With recreational marijuana now legal in Nevada, home of America’s gambling capital, the casino lobby wants federal marijuana banking guidance on how to deal with money connected to state-legal marijuana markets, as reported by the National Law Journal.
On July 31, 2017, the American Gaming Association sent a letter to the United States Treasury to ask for clarity on how the Financial Crimes Enforcement Network’s guidelines on marijuana-related banking apply to casinos.
“To ensure that this trend of state-based marijuana legalization does not lead to unintended consequences for the gaming industry’s operations, we respectfully request clarification regarding the scope and application to our industry of FinCEN’s 2014 marijuana guidance,” wrote Geoff Freeman, President and CEO of the AGA, in the letter.

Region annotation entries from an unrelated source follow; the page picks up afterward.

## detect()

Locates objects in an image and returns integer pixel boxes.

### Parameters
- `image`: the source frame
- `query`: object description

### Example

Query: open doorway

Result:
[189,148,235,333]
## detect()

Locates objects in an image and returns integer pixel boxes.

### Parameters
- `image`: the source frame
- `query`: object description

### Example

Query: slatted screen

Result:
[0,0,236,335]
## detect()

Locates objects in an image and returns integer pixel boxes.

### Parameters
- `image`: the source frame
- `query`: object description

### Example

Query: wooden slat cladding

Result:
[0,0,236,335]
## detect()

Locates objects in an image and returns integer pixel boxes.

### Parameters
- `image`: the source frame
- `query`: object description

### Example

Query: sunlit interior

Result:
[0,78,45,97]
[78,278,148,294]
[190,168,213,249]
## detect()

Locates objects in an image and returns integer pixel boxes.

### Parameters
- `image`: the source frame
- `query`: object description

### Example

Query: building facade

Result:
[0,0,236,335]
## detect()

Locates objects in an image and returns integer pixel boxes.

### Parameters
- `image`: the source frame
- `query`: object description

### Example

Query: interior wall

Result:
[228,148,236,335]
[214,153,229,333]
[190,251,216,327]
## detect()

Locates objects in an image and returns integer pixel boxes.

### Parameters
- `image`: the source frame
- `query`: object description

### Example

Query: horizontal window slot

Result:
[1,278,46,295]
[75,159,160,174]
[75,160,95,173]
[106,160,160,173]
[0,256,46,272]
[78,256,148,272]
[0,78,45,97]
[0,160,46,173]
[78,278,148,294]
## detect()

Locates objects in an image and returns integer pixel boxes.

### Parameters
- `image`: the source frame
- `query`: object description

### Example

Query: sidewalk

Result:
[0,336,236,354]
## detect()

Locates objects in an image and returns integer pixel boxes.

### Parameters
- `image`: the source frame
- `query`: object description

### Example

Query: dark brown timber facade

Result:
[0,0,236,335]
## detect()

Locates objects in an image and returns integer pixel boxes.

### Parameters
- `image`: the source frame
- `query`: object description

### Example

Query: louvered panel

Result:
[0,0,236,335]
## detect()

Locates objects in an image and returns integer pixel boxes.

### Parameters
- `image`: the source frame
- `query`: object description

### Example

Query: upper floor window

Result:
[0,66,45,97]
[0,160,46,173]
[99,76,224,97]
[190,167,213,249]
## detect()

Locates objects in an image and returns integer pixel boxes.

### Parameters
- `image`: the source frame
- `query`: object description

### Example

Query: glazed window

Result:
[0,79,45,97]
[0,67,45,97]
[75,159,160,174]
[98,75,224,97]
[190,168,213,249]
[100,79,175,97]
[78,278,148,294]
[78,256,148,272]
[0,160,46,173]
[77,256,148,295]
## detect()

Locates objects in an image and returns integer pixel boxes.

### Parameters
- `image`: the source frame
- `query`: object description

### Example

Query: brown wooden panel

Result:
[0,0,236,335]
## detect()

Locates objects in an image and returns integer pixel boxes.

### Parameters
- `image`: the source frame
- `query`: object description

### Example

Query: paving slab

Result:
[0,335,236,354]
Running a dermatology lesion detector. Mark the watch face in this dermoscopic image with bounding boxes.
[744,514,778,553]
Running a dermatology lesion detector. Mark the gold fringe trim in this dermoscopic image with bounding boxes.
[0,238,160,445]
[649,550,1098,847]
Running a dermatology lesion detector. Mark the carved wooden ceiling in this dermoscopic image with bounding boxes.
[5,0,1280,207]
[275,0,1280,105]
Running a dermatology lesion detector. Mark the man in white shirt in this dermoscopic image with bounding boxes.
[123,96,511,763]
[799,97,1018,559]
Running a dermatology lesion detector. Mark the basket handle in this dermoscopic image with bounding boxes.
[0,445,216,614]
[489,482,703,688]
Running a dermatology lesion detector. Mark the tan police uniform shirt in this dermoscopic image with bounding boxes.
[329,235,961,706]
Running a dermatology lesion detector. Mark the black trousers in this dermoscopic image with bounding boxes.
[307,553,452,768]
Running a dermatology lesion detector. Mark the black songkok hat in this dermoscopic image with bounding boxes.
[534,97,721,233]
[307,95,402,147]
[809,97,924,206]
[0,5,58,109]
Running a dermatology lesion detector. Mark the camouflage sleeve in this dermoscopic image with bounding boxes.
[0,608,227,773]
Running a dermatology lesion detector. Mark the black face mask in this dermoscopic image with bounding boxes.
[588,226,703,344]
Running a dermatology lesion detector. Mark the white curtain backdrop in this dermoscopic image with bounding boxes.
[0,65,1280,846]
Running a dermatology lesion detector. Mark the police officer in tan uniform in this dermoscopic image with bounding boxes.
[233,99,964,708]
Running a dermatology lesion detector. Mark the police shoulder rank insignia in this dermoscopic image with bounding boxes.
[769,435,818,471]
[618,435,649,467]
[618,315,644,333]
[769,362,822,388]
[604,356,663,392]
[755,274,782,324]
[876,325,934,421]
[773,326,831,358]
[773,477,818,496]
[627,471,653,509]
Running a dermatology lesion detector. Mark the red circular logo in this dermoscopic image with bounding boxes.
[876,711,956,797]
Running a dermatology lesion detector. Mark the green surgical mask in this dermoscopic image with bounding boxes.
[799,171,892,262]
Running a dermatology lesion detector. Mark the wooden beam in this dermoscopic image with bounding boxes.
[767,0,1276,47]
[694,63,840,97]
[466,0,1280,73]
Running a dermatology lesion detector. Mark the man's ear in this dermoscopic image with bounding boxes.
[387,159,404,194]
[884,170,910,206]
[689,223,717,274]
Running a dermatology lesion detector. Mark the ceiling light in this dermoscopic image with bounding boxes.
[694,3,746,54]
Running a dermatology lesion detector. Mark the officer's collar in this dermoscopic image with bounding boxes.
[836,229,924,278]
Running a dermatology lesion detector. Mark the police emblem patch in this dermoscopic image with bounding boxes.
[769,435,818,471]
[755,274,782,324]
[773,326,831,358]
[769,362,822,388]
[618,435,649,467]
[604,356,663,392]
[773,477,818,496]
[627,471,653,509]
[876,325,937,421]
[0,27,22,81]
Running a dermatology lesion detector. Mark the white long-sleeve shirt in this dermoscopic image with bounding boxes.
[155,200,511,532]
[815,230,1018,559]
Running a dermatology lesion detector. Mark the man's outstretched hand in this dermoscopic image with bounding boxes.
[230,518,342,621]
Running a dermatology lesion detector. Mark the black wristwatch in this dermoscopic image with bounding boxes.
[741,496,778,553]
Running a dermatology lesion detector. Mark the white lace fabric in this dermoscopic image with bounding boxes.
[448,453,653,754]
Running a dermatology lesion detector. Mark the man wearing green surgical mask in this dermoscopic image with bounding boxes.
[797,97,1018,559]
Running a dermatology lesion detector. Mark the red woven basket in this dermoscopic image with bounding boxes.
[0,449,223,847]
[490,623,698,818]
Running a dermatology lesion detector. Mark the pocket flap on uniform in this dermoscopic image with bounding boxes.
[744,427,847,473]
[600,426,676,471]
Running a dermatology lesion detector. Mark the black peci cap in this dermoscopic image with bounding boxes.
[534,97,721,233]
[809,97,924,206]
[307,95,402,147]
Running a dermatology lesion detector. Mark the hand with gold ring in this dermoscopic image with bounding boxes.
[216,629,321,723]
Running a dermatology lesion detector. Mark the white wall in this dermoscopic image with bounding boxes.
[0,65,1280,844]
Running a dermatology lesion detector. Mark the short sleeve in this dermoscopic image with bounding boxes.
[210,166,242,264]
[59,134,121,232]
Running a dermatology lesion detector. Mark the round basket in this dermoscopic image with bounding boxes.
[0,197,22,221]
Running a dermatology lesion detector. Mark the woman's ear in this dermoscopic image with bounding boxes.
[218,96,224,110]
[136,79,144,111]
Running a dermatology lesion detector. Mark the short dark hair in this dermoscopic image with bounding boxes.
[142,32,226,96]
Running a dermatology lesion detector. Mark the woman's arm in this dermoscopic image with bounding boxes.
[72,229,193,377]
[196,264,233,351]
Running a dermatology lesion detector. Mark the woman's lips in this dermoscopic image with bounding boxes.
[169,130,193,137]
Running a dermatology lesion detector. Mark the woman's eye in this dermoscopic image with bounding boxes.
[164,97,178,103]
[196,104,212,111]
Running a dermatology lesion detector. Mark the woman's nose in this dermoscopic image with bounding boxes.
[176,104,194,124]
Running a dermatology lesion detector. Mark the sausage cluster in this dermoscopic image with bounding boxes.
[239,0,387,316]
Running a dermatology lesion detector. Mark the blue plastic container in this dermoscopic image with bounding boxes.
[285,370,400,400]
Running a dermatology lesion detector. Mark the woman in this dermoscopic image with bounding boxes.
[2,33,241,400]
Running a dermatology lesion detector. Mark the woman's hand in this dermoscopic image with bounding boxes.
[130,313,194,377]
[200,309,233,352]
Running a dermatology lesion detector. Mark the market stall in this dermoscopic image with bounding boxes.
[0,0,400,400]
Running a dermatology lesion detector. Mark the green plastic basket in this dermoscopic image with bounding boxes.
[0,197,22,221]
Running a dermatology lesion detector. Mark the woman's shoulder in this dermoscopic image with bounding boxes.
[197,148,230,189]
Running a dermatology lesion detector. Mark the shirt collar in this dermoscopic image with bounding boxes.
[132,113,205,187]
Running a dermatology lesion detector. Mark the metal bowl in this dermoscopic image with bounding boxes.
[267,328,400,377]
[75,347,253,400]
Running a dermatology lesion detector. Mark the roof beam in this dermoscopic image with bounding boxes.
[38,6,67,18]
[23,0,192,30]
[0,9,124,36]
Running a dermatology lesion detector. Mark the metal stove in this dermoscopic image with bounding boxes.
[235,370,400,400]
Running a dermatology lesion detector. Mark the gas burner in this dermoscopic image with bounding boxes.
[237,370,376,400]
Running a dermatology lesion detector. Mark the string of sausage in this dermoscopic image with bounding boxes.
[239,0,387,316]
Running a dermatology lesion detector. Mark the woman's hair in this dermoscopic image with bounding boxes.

According to Freeman,”the guidance appears designed primarily for banks and other financial institutions that have corporate entity customers. Casino patrons, on the other hand, are individuals.”
With that in mind, Freeman explained, “Specifically, we need to know whether and how casinos should use the 2014 marijuana guidance for filing [suspicious activity reports] on patrons whose gaming funds appear or are known to be from marijuana-related businesses.”
Considering Isaac Dietrich, CEO of the marijuana app MassRoots (OTCQB:MSRT), was banned from the Wynn casino in Las Vegas this past June and casino magnate Sheldon Adelson is publicly opposed to legalization, clarification on marijuana banking guidance from the U.S. Treasury may be necessary for stakeholders in both the marijuana and gaming industries.